The confidence in the public marketplace is broken. It’s been broken by a variety of things. The latest was Jon Corzine committing unprosecuted fraud against his own customers. Government agencies that regulate marketplaces have to ensure there is public confidence in markets.
Here is the alleged allegation.
Two CME employees funneled information about trading on Clearport, the over the counter (OTC) trading arm of the exchange. They did this over an extended period of time, and funneled it to one particular broker. The broker is unnamed. Most traders would like to know who the heck it is in the interest of transparency.
Why is this important?
Because CME also publishes a trade register. Members can look at the trade register the next day to see who traded with whom. In the old pit trading days, we knew instantaneously because traders had to call out their trades and say “who they were”. If a pit broker was acting on behalf of a big broker, the news spread fast throughout the pit on what was taking place.
Now, imagine if you were a big player in the oil and had knowledge of what your competitors were doing in both the public marketplace and the over the counter marketplace. You’d have more information than the market and an unfair advantage. The SEC calls it insider trading. If you knew the traders cash position, and their futures position, it’s possible that you could run the market against them and push them to liquidate-costing them money. If you were really good, and like the traders position, you could take the opposite side when they liquidated and make a lot of money.
Clearly, CME management didn’t tell these two guys to offer up sensitive information. It may be possible that they didn’t know what they were doing-but I doubt it. It’s only an allegation at this point and everything has to be proven so we will see.
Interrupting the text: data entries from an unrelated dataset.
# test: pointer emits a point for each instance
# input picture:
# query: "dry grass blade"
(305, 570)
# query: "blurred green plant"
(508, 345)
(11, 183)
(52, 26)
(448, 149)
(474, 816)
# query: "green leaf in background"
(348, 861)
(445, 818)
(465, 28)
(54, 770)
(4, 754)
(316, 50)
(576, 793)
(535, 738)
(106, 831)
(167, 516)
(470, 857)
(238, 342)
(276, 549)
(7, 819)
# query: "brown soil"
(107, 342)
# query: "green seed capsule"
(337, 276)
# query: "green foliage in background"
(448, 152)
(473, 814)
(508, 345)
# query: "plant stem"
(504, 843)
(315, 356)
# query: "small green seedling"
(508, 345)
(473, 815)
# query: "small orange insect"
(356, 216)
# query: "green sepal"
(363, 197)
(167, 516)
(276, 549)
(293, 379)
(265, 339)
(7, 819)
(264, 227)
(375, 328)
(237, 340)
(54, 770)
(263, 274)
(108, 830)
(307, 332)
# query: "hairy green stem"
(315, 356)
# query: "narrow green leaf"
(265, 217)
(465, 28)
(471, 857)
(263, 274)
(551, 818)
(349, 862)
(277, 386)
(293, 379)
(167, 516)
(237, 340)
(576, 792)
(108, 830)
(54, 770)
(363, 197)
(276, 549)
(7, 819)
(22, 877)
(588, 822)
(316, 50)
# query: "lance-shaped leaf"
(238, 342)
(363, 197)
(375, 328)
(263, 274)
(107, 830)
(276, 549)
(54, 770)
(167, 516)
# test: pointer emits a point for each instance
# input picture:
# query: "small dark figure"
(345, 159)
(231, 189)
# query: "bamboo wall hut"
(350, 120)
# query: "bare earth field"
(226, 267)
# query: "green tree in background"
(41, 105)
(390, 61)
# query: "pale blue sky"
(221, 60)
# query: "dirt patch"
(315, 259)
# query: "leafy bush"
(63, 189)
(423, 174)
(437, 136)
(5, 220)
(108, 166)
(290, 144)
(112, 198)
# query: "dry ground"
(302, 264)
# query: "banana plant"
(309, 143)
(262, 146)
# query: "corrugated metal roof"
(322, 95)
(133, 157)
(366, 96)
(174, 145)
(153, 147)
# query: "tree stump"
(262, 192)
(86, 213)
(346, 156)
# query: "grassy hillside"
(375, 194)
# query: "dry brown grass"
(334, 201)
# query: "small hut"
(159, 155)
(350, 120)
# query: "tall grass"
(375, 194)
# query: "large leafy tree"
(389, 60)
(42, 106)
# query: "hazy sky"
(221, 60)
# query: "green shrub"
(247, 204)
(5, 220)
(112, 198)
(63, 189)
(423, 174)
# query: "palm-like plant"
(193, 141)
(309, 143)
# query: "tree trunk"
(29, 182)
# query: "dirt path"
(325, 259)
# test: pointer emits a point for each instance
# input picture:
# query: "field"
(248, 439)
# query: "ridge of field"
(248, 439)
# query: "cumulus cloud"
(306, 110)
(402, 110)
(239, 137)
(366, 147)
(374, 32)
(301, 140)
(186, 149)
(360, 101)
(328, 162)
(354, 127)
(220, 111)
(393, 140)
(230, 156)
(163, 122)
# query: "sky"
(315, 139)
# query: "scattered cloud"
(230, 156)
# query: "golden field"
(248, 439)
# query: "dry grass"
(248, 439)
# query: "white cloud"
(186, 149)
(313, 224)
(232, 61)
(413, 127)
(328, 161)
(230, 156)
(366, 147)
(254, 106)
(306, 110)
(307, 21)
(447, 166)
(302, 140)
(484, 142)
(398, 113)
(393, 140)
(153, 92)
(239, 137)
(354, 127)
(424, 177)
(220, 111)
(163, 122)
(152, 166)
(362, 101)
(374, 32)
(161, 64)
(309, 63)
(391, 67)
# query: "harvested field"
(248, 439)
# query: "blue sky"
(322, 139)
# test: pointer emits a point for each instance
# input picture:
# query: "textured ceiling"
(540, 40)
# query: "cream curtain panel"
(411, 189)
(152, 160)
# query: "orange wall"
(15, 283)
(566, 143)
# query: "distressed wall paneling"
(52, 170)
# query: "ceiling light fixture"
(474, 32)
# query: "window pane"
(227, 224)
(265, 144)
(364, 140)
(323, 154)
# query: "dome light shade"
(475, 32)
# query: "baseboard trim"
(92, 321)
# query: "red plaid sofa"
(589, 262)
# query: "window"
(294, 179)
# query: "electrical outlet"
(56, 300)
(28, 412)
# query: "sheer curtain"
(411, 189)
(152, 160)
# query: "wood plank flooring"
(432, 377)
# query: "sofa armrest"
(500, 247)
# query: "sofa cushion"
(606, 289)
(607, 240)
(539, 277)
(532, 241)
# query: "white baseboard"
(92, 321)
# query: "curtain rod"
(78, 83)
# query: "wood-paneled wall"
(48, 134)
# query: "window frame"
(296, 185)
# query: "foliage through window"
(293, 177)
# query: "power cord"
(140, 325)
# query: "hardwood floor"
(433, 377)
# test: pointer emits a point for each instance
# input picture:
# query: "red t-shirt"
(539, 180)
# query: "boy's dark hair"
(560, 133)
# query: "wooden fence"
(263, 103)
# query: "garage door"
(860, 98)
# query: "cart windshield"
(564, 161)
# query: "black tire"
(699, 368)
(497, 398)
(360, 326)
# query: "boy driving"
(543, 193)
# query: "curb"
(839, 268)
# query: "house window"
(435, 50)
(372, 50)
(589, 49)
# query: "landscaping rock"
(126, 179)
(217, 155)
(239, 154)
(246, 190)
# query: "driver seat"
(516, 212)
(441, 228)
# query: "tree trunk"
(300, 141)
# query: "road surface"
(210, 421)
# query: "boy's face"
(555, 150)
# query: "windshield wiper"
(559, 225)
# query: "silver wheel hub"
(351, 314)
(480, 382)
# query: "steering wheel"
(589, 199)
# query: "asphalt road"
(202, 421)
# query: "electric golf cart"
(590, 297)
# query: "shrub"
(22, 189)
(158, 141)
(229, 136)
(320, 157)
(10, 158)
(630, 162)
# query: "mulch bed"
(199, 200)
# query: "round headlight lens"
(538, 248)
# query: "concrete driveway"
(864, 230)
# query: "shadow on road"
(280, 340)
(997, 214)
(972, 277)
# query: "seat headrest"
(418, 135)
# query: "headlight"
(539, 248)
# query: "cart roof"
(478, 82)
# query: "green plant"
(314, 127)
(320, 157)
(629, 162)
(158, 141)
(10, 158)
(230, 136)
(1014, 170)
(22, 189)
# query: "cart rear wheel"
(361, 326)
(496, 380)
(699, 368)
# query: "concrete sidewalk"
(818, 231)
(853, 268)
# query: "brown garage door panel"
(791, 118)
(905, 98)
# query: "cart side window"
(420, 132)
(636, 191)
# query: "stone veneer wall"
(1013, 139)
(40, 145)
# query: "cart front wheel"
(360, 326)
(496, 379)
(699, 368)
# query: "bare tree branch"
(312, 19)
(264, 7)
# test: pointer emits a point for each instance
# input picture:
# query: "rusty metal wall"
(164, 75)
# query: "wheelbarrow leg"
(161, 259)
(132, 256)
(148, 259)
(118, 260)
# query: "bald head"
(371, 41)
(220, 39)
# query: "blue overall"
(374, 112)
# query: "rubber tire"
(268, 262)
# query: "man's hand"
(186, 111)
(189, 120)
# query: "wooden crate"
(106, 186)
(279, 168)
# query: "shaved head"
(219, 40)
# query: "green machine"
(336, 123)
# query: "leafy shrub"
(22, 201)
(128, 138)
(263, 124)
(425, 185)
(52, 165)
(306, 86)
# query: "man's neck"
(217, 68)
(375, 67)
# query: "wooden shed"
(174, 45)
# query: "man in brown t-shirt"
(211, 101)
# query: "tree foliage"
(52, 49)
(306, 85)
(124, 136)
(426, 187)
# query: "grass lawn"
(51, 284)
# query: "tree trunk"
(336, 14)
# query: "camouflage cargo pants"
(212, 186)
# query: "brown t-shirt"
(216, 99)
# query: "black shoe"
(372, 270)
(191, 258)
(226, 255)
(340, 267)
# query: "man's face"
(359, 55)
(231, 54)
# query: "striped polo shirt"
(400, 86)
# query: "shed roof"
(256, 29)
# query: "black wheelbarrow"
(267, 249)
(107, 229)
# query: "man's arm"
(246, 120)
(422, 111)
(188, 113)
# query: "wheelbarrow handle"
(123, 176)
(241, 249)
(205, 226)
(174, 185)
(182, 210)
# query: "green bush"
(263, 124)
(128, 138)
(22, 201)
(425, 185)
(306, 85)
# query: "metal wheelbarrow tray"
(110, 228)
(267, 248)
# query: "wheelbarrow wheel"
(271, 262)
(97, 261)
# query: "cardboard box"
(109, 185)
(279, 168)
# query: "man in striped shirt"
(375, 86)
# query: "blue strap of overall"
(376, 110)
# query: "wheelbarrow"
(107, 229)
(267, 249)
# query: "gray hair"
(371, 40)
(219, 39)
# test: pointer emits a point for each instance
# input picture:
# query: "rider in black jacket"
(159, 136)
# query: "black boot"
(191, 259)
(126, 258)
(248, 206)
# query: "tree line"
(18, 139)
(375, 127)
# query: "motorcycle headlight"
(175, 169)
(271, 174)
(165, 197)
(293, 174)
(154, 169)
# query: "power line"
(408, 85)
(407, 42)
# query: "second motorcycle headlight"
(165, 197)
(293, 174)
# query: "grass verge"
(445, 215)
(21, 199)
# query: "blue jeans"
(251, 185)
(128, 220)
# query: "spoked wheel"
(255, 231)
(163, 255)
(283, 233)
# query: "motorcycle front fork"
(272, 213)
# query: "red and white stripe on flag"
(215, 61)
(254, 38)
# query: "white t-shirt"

Just like the SEC, the CFTC selectively prosecutes cases. It doesn’t bring them all so it must be confident it has a winner. Gary Gensler is no fan of CME, and neither are commissioners like Bart Chilton. Anytime they can publicly embarrass or handcuff the exchange, they do.
My biggest question is why did the CFTC take so long to bring the suit? This whole thing went down back in 2008. Does that mean we can expect Corzine to be taken to court in 2016?